My son goes into school no bother (once we manage to leave which can cause him to dysregulate but that’s another story). I wish he would cry but instead he dissociates so I don’t even get a second glance.
Is he’s dissociating he’s not really going in no bother, dissociation is a sign that he’s under a lot of stress and has switched off from his feelings to cope - the dysregulation you’re seeing is him being overwhelmed by his feelings, dissociation switches those feelings off so to speak.

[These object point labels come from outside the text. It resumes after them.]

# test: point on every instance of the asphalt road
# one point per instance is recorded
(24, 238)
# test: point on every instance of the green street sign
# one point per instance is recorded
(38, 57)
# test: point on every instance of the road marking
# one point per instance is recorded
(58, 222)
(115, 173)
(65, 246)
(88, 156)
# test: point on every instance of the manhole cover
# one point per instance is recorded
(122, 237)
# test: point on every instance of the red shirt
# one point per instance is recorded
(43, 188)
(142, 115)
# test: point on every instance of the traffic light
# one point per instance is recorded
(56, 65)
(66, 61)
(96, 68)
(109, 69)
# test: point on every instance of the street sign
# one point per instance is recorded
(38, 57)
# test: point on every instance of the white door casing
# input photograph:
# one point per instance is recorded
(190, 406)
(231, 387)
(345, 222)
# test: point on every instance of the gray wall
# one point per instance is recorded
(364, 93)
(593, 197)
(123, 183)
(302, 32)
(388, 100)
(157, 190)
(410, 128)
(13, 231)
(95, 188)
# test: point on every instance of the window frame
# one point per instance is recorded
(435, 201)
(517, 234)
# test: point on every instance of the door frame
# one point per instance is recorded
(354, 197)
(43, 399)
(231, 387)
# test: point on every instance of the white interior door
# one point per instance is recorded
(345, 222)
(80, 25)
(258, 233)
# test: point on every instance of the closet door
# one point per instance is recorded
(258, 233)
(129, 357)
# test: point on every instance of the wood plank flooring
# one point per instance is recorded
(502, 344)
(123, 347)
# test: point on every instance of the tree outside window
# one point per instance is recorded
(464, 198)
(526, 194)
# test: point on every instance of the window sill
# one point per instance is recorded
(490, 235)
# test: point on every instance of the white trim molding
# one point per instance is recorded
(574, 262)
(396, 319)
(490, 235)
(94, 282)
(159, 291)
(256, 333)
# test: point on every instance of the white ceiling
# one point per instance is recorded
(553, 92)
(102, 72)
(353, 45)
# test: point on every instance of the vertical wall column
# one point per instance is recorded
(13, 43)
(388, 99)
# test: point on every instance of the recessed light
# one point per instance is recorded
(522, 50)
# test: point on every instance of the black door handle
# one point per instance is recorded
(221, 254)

How understanding are the school about early trauma? I’d be talking to the school about supporting his transition into school - with dissociation they need to help him get back into his body so if they can do some sensory play with him first thing eg water, sand play, music or noise making it’ll help him be more present (and able to engage in learning). By way of example my daughter has a sensory box in class with kinetic sand, squishy toys, scented lip balm, fidget spinners and sour sweets which she uses for 10 minutes every morning while the class is getting settled for the day. It’s the difference between her being able to cope or not, being in class and engaged or being tearful, anxious and upset.
I’d also be looking to reduce other sensory input, eg ask them to put his desk in a quieter part of the class, not next to a door or window, where he doesn’t have children needing to pass him to get their tray or work etc.
You may find that part of the separation anxiety is him finding school pretty full on (even if he enjoys it) and him not understanding why it feels stressful when he likes being there. I’m guessing you help him regulate his feelings, but if you’re not there it’s hard for him to know how to do that so he gets overwhelmed.
I’d also keep working on his emotional literacy, what does love feel like to him, how does he feel when he’s worried, happy etc. One thing that can work well is to have him lie on a big bit of paper and draw round his body, then draw, use pictures, feathers, buttons etc to show where he feels his feelings - eg feathery feelings in his tummy if he’s worried, sunny pictures in his heart where he feels happy, be led by him. The more he can understand his feelings the better.